• A diffusive Nambu-Goldstone mode was experimentally observed in a non-equilibrium Bose-Einstein condensate of microcavity polaritons.
• The observation confirms theoretical predictions for the Nambu-Goldstone mode of non-equilibrium phase transitions.
• The study reveals the symmetry-breaking mechanism underlying polariton condensation.

A team of researchers has successfully characterized a diffusive Nambu-Goldstone (NG) mode in a non-equilibrium Bose-Einstein condensate of microcavity polaritons. This observation provides experimental confirmation of theoretical predictions regarding NG modes in non-equilibrium phase transitions. The NG mode manifests as spectral narrowing in the condensate's response to a probe laser. Furthermore, the researchers demonstrated that breaking the symmetry within the system leads to a gap opening in the imaginary part of the spectrum and the disappearance of the NG mode, thus revealing the underlying symmetry-breaking mechanism in polariton condensation.
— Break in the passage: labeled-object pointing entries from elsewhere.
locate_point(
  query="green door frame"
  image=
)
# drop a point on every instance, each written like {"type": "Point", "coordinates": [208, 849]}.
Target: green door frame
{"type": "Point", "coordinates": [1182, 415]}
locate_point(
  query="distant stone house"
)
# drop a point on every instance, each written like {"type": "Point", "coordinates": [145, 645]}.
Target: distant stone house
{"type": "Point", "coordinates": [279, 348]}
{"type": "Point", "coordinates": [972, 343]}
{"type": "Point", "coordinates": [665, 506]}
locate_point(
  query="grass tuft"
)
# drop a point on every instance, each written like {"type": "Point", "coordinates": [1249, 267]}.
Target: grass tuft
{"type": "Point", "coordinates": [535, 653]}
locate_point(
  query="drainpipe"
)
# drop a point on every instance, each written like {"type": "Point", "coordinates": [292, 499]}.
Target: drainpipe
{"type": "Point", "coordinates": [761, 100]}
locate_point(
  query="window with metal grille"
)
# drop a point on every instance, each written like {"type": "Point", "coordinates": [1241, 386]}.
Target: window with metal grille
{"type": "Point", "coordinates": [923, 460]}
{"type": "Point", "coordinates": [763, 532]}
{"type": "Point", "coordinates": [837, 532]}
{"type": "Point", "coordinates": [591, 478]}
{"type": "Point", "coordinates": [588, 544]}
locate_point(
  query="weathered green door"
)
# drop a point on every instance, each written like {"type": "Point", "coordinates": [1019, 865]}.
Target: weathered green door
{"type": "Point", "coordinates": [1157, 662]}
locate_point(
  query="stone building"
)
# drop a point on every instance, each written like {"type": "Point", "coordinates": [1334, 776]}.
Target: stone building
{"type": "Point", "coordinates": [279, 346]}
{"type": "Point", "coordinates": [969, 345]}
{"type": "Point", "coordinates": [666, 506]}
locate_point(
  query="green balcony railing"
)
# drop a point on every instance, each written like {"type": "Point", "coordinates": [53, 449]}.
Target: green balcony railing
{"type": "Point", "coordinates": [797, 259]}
• What: Experimental characterization of a diffusive Nambu-Goldstone mode in a non-equilibrium Bose-Einstein condensate of microcavity polaritons.
• Who: Ferdinand Claude, Maxime J. Jacquet, Quentin Glorieux, Michiel Wouters, Elisabeth Giacobino, Iacopo Carusotto, and Alberto Bramati.
• When: Received: 08 February 2024, Accepted: 02 April 2025, Published: 02 May 2025.
• Where: Laboratoire Kastler Brossel, Sorbonne Université, CNRS, ENS-Université PSL, Collège de France, Paris, France; TQC, Universiteit Antwerpen, Antwerp, Belgium; Pitaevskii BEC Center, INO-CNR and Dipartimento di Fisica, Università di Trento, Trento, Italy.

This research provides significant experimental validation for the theoretical understanding of non-equilibrium phase transitions, specifically concerning the behavior of Nambu-Goldstone modes. The ability to observe and manipulate these modes in a polariton condensate offers new avenues for exploring fundamental physics related to symmetry breaking and collective excitations in complex quantum systems. The findings could have implications for the development of novel quantum devices and technologies.

The experimental observation of the diffusive Nambu-Goldstone mode in a non-equilibrium Bose-Einstein condensate marks a crucial step in understanding the dynamics of non-equilibrium phase transitions. The study confirms existing theoretical models and opens doors for further research into the manipulation and application of these modes in quantum systems. Future work may focus on exploring the potential of these findings for quantum technologies and devices.